By Pritha Sarkar

RIO DE JANEIRO (Reuters) - When Simone Biles stood on her bare feet ready to mount the balance beam on Thursday, it seemed like she would need to get on her tiptoes to peer over the 1.25 meter (4.1 feet) apparatus.

But what the 1.45 meter Biles lacks in height, she more than makes up in stature.

The American stood head and shoulders above all her rivals on Thursday after she was crowned Olympic all-around champion.

For American team co-ordinator Marta Karolyi, who has enjoyed a five-decade coaching career, there is only one other gymnast who can be compared to Biles.

"She is right on the top," Karolyi, who along with her husband Bela steered Romanian Nadia Comaneci to the first perfect 10 at the 1976 Olympics, told reporters.
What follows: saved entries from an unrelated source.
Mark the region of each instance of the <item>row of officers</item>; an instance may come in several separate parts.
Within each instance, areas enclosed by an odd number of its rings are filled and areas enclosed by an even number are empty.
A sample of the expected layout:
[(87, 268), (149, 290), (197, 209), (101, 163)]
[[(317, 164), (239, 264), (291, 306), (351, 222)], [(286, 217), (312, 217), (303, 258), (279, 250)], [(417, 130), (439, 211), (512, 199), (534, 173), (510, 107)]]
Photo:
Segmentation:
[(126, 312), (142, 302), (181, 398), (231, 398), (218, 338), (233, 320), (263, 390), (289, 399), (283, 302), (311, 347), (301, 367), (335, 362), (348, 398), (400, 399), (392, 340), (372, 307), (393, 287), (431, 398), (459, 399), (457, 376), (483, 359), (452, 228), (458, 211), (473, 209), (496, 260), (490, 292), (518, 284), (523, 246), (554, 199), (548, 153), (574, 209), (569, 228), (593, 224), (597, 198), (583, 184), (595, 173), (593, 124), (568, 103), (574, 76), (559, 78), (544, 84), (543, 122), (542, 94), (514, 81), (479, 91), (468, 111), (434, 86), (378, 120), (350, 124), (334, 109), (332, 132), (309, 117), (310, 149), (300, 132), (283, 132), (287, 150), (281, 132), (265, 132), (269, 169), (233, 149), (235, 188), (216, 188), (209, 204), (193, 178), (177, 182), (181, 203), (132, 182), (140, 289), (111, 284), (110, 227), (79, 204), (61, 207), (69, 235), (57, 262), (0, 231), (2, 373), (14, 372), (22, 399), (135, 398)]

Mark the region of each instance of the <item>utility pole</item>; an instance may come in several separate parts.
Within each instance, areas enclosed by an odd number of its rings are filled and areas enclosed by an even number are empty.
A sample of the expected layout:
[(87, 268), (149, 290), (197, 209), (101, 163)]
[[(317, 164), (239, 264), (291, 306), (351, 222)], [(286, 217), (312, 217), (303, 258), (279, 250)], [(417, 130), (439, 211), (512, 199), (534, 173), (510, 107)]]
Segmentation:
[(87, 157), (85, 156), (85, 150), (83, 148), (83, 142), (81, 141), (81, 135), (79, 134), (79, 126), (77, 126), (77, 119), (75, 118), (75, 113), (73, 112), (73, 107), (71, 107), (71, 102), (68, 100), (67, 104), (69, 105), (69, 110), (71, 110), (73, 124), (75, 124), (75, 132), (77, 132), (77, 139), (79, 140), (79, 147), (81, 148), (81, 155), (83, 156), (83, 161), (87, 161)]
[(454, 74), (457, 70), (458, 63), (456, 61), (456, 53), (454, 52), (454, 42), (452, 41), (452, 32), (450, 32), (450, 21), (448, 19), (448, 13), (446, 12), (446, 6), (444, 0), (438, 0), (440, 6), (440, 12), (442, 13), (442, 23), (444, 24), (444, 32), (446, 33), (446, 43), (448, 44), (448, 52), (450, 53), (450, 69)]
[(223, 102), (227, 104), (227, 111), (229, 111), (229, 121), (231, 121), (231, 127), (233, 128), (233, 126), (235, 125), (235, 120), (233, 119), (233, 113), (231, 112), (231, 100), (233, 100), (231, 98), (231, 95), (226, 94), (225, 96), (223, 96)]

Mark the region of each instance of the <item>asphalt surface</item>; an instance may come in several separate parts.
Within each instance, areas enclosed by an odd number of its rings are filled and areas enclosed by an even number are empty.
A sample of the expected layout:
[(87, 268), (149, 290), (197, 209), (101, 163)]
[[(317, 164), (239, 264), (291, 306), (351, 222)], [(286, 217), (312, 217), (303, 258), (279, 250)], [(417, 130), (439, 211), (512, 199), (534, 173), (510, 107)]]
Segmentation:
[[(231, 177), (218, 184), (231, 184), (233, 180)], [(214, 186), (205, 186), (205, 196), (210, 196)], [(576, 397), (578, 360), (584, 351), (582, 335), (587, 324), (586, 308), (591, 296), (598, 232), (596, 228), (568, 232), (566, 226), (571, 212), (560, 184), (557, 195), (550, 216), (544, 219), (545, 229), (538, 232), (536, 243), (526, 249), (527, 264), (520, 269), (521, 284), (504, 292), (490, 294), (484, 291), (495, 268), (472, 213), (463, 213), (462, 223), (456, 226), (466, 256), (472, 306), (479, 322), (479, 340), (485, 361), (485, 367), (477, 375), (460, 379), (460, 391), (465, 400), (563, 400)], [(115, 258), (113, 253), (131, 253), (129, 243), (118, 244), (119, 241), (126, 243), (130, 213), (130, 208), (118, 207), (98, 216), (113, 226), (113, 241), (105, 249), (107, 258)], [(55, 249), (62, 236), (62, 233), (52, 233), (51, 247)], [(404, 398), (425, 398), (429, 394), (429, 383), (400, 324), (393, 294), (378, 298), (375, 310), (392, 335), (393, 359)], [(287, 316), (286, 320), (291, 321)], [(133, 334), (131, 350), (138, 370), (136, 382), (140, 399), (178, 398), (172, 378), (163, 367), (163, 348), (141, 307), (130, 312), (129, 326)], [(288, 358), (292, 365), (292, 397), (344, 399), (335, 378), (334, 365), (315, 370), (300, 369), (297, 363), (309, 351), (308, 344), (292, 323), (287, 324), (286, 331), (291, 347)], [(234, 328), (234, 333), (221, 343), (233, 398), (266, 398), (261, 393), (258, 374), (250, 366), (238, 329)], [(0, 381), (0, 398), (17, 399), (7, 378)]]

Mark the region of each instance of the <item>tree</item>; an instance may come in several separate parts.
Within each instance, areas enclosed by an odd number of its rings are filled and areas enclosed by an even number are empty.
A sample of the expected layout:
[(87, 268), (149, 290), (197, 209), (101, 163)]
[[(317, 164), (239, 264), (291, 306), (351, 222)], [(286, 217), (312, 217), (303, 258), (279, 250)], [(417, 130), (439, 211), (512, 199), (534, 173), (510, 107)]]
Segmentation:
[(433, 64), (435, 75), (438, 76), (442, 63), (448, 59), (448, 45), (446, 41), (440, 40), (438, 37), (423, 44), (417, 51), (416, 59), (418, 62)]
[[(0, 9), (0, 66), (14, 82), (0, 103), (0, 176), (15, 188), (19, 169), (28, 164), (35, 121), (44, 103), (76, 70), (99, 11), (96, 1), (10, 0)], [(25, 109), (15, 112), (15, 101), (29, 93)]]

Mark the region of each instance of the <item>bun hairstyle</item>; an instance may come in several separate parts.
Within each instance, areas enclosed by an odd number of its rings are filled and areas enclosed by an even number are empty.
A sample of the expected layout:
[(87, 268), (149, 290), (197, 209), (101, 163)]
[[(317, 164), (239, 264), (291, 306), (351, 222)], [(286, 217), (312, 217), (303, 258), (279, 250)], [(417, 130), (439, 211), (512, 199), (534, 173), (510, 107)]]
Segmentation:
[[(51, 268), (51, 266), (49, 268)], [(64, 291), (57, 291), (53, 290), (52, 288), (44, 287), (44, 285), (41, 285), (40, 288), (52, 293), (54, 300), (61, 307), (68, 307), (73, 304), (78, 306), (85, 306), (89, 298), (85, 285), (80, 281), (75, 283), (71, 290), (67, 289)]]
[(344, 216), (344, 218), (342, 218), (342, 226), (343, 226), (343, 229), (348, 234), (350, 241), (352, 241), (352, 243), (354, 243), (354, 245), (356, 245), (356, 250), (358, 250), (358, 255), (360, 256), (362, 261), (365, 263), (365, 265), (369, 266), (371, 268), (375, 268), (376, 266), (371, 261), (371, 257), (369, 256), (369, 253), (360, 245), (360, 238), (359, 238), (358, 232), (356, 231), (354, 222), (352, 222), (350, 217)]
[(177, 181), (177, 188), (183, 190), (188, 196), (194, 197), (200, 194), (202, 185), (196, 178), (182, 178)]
"Along with Nadia ... both of them. For me, the first Olympic champion and the last Olympic champion they are together. They are special," added the 73-year-old, who will retire from coaching after the Rio Games.

That puts Biles above many great gymnasts that Karolyi has worked with in a long and distinguished career.

She helped Mary Lou Retton to become the first American to win an Olympic all-around gold in 1984, had a hand in Kerri Strug's heroic vault at the 1996 Games and guided Olympic all-around champions Nastia Liukin and Gabby Douglas among others.


Since making her debut at the 2013 world championships, the 19-year-old Biles has become an unstoppable force. Last year she became the first woman to win a "three-peat" of all-around golds at the worlds.

In Antwerp, Nanning and Glasgow she flew through the air faster and higher than her rivals, completing her acrobatic tumbles with solid landings.

Those skills also helped the gymnast nicknamed '$imoney' to become the most successful female athlete at the worlds -- with a record haul of 10 gold medals.

"She flies higher than anyone, has bigger difficulty value than we have ever seen, but what is even more impressive is that she delivers in the big meets," 2004 Olympic men's floor champion Kyle Shewfelt told Reuters.

"She is the most powerful, dynamic gymnast I have ever seen.

"She is breaking records left, right and center. At these Games she now has two medals and she could win another three so her bags are going to be a lot heavier on the way home."

Biles, though, wants no part of the debate.

"Someone could say I'm the best but then there is a whole different side of people saying I am not. So, I just stay out of it. It is what it is. I just do my gymnastics," she said after collecting her second Olympic gold in three days.


On Thursday, Biles completed a feat that no woman has pulled off for 20 years -- winning back-to-back world and Olympic all-around titles.

Since the event was introduced to the Olympic program in 1952 only Soviet Union duo Larisa Latynina (1960) and Ludmilla Tourischeva (1972), Czech Vera Caslavska (1968) and Ukraine's Lilia Podkopayeva (1996) have bagged the double. And now Biles.

"Just because you are at the top doesn't mean you can stop, you have to keep going," said Biles.

The American was too young to compete at the 2012 Olympics, but she was a senior at the start of the current Olympic cycle in 2013.

That meant sustaining her levels for four years, a stretch that is beyond most elite gymnasts but not Biles.

"Some girls in generations before thought that by winning one world championship or winning two, they think they arrived at the top," added Karolyi.

"My advice is ... you are just as good as you are today. So you never can think I am done. Every single day you have to become better and better and Simone responded very well to this advice and I am so proud because of this.

"The longevity at this level, three world championships and an Olympic Games, I don’t think is precedented."